PETOSKEY — There’s no denying where Farley’s name has become best known within the Petoskey athletic program.
With a couple of recent NCAA Division I signings and a coach for both cross country and track, Farleys has been on a roll in both sports of late.
But, there is one in every family. The one that goes another way.
And, for Kate Farley, her own path on the soccer field led to great success away from the family business.
“I feel like they’ve known, even since high school, that I’ve always liked soccer better,” Farley said. “That was a bit more where my heart lied, I guess. They’re fine with that.”
While she ran cross country for her father and head coach Dave Farley and has been teammates with all of her siblings, including Joe, Caroline and most recently Tommy, she always went with a different approach.
“I just used it as a form of conditioning for soccer,” Kate said. “Sometimes people joke about it or make comments, but it’s nothing serious.”
It’s probably because of how talented she became for the Northmen in the field.
she won back to back All-Big North Conference seasons and he stopped Division 2 All-State Honors in its final season this spring. She’s now, she’s been named the Petoskey News-Review’s 2023 Women’s Soccer Player of the Year.
After Petoskey lost much of her scoring from a year ago, Farley knew she would be counted on more in 2023. And she stepped up accordingly.
In the first two games Farley scored a couple of goals to help the Northmen win and he continued that trend as the weeks wore on.
“We had a really new, young offense and we just weren’t sure how it was going to play out this year,” Farley said. “I feel like it went better than expected just knowing that we lost a lot of really good players from the senior class before. So I was pretty happy with how we did it. Obviously, I wish we could have advanced beyond the first round, but we played against a super competitive team and I think we struggled quite a bit.”
Farley finished the season with 10 goals and eight assists, both leading the Northmen. He also developed good chemistry with other people on the pitch, such as newcomer Annika Gandhi early on.
“I think we actually work very well together, despite being new to playing together before,” he said.
Other than the score, Farley was everywhere for Petoskey. While his experience might have reached an extreme, he put his body on the line where the ball ended up.
“Being in midfield, I was used to being everywhere and depending on the game and the team we were playing, I would go where they needed me, be it more attacking or more defensive,” she said. “I liked being able to help the defense and the offense and just where they needed me.”
In a class of just five seniors, it was also key for the seniors to step up and help the next generation of PHS players, something Farley knew was also needed heading into the season.
“I think for older people in general, there was a lot of leadership on our part,” Farley said. “We had such a young team, but I think in the future there are some good leaders in the younger classes as well.
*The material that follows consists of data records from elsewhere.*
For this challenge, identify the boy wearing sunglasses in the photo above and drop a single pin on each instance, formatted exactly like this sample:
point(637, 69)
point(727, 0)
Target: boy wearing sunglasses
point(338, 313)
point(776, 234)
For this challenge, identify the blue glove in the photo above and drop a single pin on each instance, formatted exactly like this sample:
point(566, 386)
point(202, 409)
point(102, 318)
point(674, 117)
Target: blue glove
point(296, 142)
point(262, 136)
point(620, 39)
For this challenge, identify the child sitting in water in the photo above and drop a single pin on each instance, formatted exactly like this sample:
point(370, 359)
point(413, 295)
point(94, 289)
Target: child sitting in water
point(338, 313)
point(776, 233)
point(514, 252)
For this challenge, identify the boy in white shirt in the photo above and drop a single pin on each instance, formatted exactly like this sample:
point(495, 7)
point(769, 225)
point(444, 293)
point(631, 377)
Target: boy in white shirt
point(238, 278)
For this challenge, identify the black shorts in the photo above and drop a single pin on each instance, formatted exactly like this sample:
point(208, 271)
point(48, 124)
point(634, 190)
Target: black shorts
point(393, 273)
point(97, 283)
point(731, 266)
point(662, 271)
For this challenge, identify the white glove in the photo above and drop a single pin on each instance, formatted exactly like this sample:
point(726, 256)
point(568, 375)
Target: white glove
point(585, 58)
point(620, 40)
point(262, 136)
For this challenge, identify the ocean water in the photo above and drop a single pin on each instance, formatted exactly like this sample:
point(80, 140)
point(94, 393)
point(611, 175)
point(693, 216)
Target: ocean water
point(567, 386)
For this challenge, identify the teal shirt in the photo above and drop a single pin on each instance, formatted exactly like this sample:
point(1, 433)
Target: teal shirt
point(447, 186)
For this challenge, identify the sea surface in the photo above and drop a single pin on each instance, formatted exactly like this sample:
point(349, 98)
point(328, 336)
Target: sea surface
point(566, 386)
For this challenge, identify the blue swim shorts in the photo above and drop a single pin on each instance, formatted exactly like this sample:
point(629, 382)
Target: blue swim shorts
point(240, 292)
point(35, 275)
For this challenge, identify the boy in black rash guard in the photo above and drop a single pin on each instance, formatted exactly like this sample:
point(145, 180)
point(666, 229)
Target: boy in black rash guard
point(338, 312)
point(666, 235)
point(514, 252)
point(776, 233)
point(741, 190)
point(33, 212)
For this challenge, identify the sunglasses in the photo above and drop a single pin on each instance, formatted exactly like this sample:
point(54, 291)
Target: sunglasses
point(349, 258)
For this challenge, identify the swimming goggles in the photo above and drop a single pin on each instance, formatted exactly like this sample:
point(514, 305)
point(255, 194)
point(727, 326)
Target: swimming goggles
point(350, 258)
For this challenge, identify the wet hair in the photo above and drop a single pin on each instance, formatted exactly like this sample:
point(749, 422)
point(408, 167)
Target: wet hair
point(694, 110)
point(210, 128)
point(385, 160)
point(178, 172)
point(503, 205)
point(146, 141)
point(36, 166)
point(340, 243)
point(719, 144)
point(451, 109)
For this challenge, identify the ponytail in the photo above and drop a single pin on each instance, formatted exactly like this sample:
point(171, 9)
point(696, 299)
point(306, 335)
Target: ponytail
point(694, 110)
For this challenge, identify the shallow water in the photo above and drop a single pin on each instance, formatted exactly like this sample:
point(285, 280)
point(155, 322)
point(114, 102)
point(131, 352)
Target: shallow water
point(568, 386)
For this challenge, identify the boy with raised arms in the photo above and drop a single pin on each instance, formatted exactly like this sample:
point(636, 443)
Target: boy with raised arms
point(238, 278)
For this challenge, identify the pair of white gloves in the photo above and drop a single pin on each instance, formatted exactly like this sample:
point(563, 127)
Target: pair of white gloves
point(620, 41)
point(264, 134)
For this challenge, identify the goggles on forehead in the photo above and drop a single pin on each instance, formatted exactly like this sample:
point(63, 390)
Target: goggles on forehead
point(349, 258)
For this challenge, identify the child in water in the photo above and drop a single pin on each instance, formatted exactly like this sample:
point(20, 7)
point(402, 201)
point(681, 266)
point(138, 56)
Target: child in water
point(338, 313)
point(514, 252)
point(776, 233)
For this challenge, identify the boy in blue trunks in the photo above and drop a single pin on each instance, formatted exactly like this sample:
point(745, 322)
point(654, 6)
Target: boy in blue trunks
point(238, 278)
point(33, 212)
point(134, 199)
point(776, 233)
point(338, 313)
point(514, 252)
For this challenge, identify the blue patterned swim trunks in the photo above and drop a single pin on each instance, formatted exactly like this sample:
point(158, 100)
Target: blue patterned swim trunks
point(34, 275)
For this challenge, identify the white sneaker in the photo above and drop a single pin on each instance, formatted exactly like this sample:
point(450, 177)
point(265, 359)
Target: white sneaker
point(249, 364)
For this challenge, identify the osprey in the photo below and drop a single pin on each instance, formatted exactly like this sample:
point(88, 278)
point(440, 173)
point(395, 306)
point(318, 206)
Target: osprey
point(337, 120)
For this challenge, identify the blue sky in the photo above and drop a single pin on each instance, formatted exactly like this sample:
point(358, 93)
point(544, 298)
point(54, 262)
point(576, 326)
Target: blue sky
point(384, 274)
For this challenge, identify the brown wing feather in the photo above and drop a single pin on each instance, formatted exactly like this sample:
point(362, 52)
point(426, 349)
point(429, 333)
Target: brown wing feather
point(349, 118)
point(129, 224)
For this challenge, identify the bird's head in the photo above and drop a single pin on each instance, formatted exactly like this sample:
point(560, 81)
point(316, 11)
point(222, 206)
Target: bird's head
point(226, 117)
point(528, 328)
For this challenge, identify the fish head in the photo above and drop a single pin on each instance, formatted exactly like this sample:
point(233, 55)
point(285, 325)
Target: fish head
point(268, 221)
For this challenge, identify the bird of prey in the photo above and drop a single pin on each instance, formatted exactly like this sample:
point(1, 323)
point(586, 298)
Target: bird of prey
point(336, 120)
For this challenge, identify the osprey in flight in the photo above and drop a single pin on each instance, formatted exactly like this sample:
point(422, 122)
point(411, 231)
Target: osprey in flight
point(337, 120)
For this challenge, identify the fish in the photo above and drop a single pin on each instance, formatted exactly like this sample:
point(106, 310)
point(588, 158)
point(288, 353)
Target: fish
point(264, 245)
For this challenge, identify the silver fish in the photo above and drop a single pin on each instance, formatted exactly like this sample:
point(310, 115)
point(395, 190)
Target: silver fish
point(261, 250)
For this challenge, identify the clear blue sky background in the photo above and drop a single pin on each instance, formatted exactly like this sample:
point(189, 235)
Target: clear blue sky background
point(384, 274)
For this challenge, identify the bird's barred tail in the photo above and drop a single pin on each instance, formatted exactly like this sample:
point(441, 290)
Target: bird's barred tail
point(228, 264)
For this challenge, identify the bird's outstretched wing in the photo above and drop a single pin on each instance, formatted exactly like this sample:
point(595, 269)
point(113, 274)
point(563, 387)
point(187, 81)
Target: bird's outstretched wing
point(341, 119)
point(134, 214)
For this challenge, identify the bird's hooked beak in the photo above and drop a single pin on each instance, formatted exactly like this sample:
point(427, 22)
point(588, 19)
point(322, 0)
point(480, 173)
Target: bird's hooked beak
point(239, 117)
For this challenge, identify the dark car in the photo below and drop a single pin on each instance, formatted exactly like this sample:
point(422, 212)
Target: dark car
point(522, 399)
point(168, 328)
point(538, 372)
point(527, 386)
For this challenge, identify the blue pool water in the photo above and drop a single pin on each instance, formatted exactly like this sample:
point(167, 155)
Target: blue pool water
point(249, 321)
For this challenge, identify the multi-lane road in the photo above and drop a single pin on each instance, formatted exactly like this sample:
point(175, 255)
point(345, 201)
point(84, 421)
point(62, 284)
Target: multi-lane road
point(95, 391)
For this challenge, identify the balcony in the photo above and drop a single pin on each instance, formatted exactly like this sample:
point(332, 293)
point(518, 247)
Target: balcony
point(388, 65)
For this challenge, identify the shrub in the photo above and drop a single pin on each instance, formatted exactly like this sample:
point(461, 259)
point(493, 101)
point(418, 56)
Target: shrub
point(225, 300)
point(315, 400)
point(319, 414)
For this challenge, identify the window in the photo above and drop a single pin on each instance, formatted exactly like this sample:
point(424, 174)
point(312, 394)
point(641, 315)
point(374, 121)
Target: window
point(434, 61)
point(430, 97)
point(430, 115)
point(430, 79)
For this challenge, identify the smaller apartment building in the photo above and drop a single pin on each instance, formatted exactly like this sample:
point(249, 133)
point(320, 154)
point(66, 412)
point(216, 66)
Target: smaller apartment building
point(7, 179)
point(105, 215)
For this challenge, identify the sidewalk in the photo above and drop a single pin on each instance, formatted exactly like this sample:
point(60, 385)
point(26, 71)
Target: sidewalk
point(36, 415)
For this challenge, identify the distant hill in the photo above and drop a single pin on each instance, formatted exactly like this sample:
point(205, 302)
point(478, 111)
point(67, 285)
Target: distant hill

They shouldn’t have a problem.
“I think they are definitely set up well. They have a lot of talent in the younger grades and I think the team will do very well next year.”
Farley herself will be heading to Michigan State in the fall and looking to join the rec. team to play with recent PHS graduates, maintaining her love of the sport after a quick run and last season.
“I feel like even from the start of preseason to the last few games, I felt like it was two weeks,” he added with a laugh.
But, in the years to come, when people hear Farley’s name at PHS, cross country and track won’t be the only sports that come to mind.